Another concept of stress-breaking insists on separating the actions of the retaining elements from the movement of the denture base by allowing independent movement of the denture base (or its supporting framework) and the direct retainers. This form of stress-breaker, also referred to as a stress equalizer, has been used as a means of compensating for inappropriately designed removable partial dentures. Figure 9-14 shows an example of a split bar major connector, which is a commonly used stress breaker.

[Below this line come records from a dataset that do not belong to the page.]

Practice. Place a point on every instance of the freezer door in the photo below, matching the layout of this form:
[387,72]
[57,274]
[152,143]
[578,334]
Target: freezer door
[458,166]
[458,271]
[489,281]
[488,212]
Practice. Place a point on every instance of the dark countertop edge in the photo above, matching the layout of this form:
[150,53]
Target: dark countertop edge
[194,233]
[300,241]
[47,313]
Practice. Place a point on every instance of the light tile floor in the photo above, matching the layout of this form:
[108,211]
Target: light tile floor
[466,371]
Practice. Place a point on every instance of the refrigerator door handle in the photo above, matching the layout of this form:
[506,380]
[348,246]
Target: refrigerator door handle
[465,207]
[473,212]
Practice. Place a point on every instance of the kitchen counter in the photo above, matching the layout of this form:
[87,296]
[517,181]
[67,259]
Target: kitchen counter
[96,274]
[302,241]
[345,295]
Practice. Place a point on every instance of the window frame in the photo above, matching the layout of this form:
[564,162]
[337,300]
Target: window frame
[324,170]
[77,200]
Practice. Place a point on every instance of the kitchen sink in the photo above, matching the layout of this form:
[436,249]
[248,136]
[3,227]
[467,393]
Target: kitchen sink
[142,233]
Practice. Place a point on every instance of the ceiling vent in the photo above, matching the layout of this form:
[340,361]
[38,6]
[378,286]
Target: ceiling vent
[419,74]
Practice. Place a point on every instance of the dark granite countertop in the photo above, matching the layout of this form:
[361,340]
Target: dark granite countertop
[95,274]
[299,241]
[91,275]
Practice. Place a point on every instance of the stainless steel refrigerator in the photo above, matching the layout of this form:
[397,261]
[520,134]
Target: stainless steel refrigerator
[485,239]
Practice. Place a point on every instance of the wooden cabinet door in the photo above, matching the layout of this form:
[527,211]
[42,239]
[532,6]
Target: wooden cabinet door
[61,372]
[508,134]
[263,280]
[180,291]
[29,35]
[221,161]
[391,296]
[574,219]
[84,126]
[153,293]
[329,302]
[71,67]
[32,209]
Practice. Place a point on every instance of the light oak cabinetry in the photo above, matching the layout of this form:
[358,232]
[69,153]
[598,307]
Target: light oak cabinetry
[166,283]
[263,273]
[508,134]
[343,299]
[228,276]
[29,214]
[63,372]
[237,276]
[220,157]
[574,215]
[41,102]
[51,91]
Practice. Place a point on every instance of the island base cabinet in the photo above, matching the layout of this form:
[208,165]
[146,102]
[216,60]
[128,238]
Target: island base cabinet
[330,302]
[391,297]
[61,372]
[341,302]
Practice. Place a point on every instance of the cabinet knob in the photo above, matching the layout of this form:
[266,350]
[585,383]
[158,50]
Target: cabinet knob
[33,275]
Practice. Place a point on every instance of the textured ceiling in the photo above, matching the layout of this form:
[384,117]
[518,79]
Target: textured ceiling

Figure 9-14 With occlusal loading of posterior distal extensions, the superior edge of the mandibular lingual plate major connector is displaced from the planned contact. If appropriate contact of the major connector and teeth does not return after release of the distal load, this suggests ridge support is poor and occlusal function is suboptimum. The denture base should be considered for a reline to re-establish occlusion contact, ensuring functional use.
Regardless of their design, most all stress-breakers effectively dissipate vertical stresses, which is the purpose for which they are used. However, this occurs at the expense of horizontal stability and the harmful effects of reduced horizontal stability (excessive ridge resorption, tissue impingement, inefficient mastication), which far outweigh the benefits of vertical stress-breaking. It is the rigid nature of the more conventional removable partial denture that allows satisfaction of all requirements for support, stability, and retention without overemphasis on only one principle to the detriment of the oral tissues.
The student is referred to two textbooks that describe in detail the use of stress-breakers and articulated partial denture designs: (1) Precision Attachments in Dentistry, ed 3, by H.W. Preiskel; and (2) Theory and Practice of Precision Attachment Removable Partial Dentures, by J.L. Baker and R.J. Goodkind.